Item: February 2007. Stephen is scheduled to host a viewing of one of his films and read his poetry for a long-standing reading series at Colorado U, Boulder. A reception is organized for him in the Paleontology Department of the university. All the guests are already there but Stephen is nowhere to be found. I ask the coordinator where he is. She points to a closed door. "He's in the cloak room on his cell phone, talking to his analyst."
Item: March 2007. Huntington Beach, California. Stephen, tired from a day of shooting a TV show, reads his poetry for a local reading series. At this time he reveals his secret desire to stab Naomi to death with a kitchen knife, not only to the stunned crowd of seniors but to Naomi's father, who is in the audience.

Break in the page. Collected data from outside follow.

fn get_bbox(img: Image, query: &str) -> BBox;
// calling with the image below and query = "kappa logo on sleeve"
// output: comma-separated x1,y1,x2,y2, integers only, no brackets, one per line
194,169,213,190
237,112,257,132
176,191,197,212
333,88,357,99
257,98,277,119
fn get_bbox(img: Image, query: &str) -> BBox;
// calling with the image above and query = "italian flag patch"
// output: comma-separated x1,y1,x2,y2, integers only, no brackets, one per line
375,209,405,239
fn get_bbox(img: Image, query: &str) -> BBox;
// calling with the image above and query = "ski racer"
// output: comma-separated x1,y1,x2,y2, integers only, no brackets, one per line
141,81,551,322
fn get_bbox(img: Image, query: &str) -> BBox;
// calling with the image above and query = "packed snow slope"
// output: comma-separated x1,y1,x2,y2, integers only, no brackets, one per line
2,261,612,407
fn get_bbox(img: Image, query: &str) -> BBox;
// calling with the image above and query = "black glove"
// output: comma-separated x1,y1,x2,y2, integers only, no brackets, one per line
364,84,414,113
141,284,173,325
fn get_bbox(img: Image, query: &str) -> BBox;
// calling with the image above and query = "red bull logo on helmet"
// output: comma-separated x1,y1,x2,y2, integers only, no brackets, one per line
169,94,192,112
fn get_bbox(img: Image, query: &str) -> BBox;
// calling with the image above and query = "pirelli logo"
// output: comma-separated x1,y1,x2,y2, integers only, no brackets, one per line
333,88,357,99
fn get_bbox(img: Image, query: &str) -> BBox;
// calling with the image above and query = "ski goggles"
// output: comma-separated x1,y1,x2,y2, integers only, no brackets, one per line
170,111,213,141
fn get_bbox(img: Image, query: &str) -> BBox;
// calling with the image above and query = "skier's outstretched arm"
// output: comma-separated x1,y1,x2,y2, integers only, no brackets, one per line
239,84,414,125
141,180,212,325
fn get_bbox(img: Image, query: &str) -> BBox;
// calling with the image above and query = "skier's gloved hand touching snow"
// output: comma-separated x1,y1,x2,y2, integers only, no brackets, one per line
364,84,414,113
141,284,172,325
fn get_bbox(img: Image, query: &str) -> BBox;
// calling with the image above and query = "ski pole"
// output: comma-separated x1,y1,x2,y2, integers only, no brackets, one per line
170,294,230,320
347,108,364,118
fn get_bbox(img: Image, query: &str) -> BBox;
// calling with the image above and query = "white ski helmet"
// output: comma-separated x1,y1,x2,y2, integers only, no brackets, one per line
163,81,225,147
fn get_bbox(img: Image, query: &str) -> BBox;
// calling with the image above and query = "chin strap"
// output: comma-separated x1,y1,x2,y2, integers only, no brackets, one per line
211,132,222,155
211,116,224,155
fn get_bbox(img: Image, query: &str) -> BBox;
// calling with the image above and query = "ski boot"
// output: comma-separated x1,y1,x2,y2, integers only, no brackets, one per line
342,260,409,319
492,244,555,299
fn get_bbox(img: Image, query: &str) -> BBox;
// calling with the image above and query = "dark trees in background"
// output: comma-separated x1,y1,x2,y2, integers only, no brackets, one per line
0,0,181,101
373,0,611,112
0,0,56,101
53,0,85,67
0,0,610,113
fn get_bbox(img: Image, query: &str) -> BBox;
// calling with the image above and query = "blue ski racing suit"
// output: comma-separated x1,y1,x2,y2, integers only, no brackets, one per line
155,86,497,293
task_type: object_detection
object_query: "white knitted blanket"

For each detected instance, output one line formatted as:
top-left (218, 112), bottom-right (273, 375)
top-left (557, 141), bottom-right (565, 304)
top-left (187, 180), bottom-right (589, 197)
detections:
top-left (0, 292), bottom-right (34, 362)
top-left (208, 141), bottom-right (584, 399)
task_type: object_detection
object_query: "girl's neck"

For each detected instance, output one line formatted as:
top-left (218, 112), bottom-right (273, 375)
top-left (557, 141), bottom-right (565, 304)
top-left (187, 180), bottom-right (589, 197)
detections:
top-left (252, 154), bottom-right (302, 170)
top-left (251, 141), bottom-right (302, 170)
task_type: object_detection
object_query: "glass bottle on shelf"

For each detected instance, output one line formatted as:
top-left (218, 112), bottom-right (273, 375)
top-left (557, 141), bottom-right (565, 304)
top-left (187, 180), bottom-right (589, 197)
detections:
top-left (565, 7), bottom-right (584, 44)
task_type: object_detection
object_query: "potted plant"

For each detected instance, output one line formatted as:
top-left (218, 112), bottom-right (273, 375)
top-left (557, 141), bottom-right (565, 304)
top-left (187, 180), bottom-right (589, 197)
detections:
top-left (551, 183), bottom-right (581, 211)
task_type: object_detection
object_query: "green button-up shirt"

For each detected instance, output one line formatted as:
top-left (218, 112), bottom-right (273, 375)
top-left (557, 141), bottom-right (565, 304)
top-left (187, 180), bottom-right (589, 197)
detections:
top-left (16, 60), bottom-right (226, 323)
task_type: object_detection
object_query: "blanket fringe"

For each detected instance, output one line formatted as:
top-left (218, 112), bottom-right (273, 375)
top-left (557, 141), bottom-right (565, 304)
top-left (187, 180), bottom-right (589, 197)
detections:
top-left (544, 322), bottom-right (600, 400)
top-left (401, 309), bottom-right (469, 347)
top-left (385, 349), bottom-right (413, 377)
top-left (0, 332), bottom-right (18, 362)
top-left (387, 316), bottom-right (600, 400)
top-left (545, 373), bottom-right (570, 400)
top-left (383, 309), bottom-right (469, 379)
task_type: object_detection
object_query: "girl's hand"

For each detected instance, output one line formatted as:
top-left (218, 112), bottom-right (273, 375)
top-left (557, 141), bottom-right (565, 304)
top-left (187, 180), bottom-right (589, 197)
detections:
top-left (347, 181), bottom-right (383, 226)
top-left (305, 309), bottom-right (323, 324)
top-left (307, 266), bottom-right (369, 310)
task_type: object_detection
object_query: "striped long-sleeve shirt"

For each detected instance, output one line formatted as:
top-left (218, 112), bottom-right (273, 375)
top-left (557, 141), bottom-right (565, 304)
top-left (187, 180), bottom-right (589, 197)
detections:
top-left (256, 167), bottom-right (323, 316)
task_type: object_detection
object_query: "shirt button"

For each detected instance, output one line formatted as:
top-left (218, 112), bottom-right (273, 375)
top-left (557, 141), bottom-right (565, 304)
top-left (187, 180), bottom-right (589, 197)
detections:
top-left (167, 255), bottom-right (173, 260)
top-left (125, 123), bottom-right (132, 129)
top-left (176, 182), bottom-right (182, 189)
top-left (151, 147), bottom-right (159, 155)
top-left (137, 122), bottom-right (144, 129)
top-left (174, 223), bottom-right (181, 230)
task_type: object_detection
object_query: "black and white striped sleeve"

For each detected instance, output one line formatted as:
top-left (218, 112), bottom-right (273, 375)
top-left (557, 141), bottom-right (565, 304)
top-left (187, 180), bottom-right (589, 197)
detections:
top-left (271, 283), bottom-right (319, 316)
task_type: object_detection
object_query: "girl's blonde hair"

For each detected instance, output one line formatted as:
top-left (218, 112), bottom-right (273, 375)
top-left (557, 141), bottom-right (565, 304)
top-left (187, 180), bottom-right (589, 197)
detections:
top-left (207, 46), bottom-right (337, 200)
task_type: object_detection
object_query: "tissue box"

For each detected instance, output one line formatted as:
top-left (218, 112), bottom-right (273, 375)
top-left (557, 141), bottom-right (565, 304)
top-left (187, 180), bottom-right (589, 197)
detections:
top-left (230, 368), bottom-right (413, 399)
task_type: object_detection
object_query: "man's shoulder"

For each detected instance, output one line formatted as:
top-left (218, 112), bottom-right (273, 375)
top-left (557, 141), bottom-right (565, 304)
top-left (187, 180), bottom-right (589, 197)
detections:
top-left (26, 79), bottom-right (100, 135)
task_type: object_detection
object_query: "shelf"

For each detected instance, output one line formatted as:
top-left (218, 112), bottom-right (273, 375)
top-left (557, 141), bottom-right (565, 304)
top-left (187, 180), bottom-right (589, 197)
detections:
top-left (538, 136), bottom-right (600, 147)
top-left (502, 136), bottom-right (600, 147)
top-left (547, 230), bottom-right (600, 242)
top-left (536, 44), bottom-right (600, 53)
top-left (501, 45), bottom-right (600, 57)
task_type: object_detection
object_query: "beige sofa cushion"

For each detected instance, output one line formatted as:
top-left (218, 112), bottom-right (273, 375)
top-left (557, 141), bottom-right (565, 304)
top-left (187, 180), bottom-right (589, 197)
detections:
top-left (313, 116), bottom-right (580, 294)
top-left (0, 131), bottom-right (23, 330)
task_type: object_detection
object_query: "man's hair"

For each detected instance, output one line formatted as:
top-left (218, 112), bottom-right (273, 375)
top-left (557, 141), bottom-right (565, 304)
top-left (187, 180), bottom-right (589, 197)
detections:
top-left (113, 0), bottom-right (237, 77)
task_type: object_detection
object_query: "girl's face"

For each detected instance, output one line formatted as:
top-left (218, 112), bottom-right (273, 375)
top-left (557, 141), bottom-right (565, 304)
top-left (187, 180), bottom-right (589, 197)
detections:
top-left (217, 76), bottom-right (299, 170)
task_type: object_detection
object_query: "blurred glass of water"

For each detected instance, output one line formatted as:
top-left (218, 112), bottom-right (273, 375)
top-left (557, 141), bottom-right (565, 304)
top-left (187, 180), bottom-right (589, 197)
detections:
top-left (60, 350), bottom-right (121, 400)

Item: August 2007. Stephen begins his research into the problems of the homeless by neglecting to shave for two days and sleeping on the streets of LA's Skid Row.
Christopher also mentions our April post about Gyllenhaal's bizarre Madoff-defending blog rant, and the fact that the elder Gyllenhaal's divorce proceedings revealed them to be mostly broke.

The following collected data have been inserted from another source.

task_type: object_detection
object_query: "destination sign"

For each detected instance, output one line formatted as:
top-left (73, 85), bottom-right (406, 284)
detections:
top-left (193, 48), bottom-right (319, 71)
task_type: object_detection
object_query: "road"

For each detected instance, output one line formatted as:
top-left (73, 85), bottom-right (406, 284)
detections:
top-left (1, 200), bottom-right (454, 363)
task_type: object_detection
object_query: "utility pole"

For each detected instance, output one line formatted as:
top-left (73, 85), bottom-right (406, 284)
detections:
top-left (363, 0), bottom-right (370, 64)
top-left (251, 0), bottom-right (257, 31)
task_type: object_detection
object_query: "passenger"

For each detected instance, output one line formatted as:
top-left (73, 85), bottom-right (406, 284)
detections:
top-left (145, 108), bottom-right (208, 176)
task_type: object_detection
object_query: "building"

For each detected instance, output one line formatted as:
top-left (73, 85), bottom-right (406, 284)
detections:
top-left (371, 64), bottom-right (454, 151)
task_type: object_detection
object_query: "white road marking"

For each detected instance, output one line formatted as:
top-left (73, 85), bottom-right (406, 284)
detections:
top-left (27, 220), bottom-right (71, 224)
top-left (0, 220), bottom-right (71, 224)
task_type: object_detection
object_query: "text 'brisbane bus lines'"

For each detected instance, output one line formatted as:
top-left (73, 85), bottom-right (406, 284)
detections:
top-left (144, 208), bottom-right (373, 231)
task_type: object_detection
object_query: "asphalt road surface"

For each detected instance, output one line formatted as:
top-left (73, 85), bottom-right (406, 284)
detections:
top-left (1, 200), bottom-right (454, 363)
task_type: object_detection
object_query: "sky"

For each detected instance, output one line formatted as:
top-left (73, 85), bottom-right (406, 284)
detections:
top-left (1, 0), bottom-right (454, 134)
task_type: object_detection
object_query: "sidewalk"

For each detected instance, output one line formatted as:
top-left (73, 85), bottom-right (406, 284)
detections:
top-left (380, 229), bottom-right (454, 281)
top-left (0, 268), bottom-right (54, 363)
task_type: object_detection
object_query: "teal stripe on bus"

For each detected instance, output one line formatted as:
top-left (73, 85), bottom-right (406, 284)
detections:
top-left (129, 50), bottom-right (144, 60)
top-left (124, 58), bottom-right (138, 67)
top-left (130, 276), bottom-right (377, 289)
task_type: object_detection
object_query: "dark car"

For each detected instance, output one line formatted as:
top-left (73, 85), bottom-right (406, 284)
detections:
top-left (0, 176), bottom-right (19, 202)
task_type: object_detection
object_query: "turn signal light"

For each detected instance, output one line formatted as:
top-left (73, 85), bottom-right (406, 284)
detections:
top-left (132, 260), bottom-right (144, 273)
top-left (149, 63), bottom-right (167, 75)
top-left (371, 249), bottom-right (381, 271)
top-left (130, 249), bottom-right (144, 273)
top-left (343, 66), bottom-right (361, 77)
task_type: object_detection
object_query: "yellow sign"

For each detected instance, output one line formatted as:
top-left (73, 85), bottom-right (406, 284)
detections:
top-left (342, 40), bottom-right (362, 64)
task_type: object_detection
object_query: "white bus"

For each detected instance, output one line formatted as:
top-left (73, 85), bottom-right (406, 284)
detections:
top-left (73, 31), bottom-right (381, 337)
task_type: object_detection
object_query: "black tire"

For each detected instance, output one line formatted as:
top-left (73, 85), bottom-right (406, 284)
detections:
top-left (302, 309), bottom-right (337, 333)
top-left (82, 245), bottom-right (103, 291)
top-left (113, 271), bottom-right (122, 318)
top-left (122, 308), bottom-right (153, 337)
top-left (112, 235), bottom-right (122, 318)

Sigh. We were sorta hoping for gossip like "Oh yeah, and Jake's totally gay," but alas, no such luck yet.
So whose side are we to fall on here? The odd, idiosyncratic Gyllenhaal, now being curiously maligned? Or the crazy-seeming Cantara Christopher, a former performer in a "Swedish Erotica series" who does seem to have some credible access to the Gyllenhaal clan, even if it was gained by creepy stalkerish behavior?
Well, until we know just what supposedly caused this apparent falling out (from beloved to be-gossiped), we're going to hold off judgment on both camps.
Let's just hope no one gets stabbed with a kitchen knife before that happens.